For a while, Dickson could ingest food only through a tube. He bears the scars of his treatment — on his stomach, where there was once a hole for food, and on his upper chest, where the doctors installed a port for chemotherapy.
A long scar runs down the left side of his neck, which had to be sewn together after his skin was pulled back during surgery.
“You can't swallow, you can't sleep, you can't talk. Everything.
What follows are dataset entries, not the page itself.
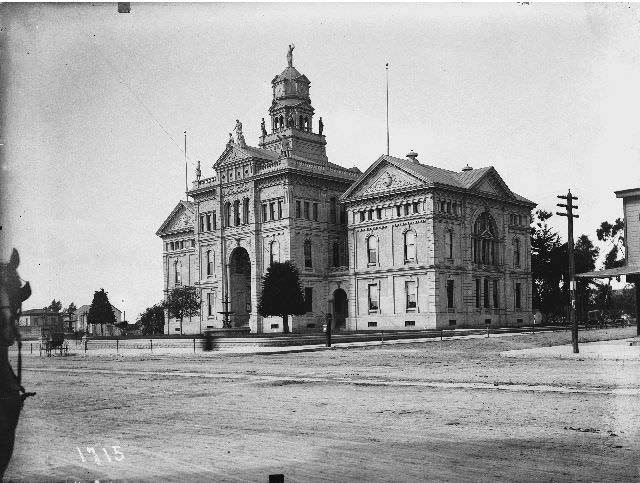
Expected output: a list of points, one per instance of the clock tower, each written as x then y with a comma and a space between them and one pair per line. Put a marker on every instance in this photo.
291, 114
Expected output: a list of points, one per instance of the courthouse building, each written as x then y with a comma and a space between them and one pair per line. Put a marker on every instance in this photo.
403, 245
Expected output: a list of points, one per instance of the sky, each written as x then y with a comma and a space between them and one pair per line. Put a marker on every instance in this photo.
95, 104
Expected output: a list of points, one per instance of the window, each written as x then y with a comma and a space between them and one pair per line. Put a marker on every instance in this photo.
308, 299
227, 214
177, 267
448, 244
236, 212
209, 263
410, 246
412, 294
486, 293
307, 254
450, 293
333, 212
210, 304
485, 240
245, 211
374, 297
516, 253
372, 250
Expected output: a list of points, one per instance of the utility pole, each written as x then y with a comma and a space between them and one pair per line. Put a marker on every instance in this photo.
572, 282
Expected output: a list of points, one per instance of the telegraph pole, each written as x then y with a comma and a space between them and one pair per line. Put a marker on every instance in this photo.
572, 281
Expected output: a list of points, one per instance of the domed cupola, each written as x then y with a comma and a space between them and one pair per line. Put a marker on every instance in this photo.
291, 116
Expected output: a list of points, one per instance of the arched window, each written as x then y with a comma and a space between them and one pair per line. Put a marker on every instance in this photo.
448, 244
485, 240
274, 252
308, 262
209, 262
336, 254
236, 212
227, 214
409, 246
516, 253
177, 270
372, 250
245, 211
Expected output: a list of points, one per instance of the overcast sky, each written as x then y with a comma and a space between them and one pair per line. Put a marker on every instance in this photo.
96, 102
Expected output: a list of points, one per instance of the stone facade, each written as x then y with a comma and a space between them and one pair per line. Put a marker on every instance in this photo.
401, 246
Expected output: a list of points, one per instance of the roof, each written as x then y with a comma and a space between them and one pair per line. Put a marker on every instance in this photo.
434, 176
611, 272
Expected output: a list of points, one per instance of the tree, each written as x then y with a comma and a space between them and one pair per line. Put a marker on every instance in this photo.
55, 306
281, 293
151, 321
545, 268
100, 311
182, 302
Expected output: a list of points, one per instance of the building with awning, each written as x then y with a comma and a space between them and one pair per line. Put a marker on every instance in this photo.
631, 267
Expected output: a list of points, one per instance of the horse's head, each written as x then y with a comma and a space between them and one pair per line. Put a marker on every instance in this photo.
12, 294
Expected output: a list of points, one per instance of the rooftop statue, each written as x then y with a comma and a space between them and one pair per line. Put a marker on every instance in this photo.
290, 55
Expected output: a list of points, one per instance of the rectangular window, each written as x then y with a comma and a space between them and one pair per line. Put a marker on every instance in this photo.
308, 299
374, 300
411, 290
486, 293
450, 289
210, 304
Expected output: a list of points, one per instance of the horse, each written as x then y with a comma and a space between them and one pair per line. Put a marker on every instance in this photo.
12, 394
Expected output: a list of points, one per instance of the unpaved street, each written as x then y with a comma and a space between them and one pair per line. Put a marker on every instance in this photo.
453, 410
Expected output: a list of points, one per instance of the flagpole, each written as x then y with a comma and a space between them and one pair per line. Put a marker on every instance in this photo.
387, 70
186, 186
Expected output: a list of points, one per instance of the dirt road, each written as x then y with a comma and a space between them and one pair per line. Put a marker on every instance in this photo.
453, 411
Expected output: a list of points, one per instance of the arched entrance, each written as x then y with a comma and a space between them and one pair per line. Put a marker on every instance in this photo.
340, 311
240, 287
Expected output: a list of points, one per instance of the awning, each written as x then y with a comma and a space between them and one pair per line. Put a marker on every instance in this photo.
611, 272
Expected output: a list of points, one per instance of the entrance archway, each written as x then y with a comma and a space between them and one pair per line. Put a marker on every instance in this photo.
240, 287
340, 310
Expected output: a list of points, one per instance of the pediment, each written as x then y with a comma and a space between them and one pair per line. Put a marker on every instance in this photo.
492, 184
385, 180
182, 218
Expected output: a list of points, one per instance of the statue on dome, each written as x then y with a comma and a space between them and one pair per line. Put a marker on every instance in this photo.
239, 135
290, 55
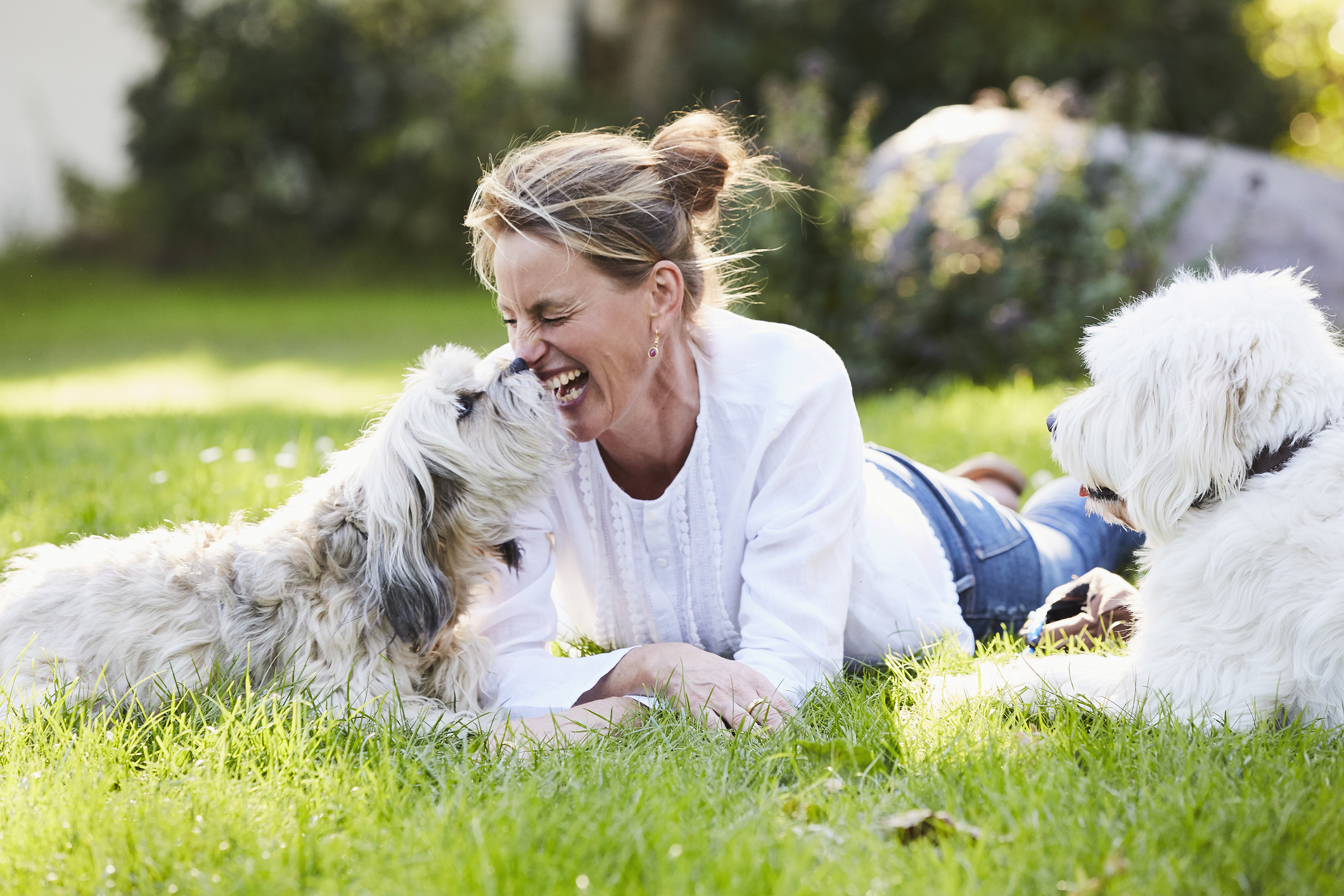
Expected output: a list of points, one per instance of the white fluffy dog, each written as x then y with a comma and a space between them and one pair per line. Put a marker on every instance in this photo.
355, 587
1214, 425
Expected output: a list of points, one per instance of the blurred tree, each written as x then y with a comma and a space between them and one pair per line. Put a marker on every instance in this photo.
1302, 45
924, 54
292, 124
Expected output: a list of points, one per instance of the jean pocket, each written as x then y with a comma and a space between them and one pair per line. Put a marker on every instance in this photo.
988, 527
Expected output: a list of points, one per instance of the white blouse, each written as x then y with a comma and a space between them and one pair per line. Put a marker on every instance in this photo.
776, 544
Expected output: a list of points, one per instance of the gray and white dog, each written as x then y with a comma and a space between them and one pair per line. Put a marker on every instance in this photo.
355, 587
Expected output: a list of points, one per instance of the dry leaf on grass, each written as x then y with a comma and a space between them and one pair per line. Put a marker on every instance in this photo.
909, 826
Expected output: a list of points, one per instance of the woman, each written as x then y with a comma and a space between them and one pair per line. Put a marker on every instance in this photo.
722, 523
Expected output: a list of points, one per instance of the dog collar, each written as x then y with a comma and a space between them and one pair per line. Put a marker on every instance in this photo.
1265, 461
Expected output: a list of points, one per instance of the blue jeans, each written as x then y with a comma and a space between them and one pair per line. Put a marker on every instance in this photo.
1006, 563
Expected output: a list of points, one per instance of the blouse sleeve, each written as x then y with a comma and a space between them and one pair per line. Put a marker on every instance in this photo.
519, 618
800, 528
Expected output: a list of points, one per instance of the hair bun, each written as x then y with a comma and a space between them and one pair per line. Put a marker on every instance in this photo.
699, 155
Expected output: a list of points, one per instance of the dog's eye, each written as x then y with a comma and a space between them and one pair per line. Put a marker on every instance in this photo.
465, 402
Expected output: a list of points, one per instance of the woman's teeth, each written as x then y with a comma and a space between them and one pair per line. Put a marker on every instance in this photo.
558, 383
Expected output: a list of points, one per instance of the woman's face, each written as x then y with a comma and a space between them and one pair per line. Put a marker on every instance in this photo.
585, 335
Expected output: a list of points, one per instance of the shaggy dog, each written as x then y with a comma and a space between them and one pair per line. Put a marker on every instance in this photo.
1213, 425
352, 589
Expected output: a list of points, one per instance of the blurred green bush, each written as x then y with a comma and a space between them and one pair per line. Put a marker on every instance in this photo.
280, 127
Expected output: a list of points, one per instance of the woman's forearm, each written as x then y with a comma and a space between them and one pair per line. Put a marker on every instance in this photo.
636, 674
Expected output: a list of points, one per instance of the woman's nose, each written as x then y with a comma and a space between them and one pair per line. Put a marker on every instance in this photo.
527, 347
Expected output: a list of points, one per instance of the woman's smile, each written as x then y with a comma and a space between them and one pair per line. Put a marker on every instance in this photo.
568, 386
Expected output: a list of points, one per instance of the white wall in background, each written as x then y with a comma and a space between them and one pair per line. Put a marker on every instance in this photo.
545, 39
65, 66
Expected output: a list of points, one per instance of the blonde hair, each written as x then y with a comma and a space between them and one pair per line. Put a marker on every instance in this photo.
625, 203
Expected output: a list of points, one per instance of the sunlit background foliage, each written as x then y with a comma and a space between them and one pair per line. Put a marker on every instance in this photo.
303, 129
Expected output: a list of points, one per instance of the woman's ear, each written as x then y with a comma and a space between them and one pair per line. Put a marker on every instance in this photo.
667, 293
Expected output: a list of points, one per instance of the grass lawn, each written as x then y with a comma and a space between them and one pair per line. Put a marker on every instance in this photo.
110, 387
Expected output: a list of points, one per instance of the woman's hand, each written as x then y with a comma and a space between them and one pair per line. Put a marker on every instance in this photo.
1092, 608
708, 686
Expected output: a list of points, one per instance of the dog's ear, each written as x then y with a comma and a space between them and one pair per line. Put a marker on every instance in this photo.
1186, 444
404, 502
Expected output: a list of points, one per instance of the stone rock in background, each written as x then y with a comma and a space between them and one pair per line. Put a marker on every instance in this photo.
1250, 208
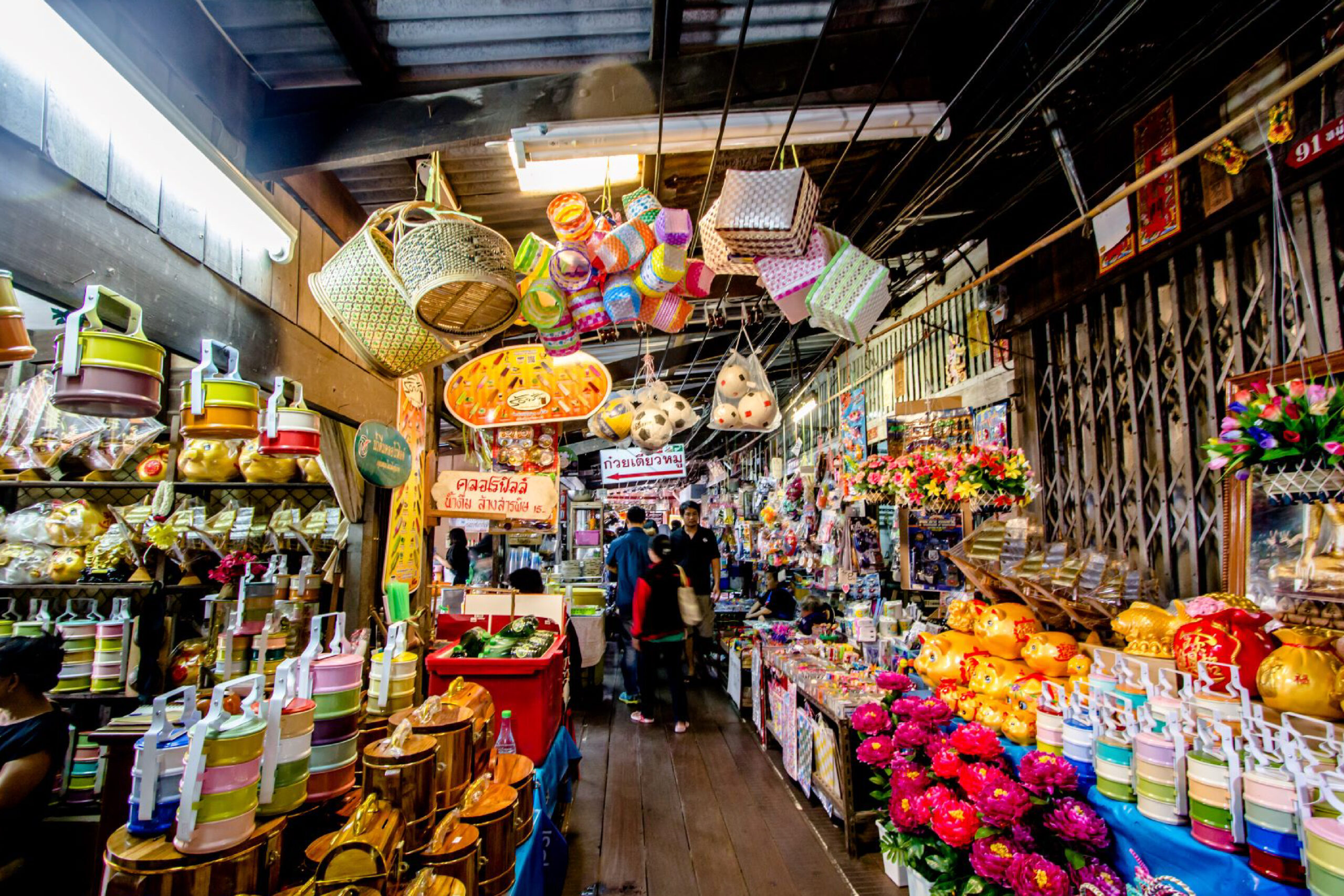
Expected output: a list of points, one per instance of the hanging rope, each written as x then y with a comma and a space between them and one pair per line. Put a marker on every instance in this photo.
803, 87
723, 121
Your taste goes away. You don't have nothing,” Dickson said. “You're just waiting for somebody to bring a can of food to shoot into your stomach.”
The pain was unimaginable. “I cried to die every day,” he said.
Dickson doesn't like to dwell on the low moments. He prefers to remember the good ones.
He was a cast member in “The Replacements,” a 2000 Warner Bros. film about a group of football flameouts who replace striking professional players.
Dickson was one of the players on strike, but his size — he was 320 pounds at the time — became a problem.
“Every scene I was in, I was causing problems because I was so big,” Dickson said. “They said, ‘Fred, put your hands up,' and my hands are 9 to 10 feet in the air.”
Dickson stayed in touch with people from the set. In 2006, he went to Las Vegas with Craig Comstock, an assistant director who worked on the movie.
Dickson won $10,400 playing blackjack. But instead of saving the cash, he decided to get something to commemorate the trip.
He bought two giant King Kong posters, one for Comstock and one for himself, paying $9,600 with shipping.
“I don't have anyplace for this thing; it's like 7 feet tall,” Dickson said.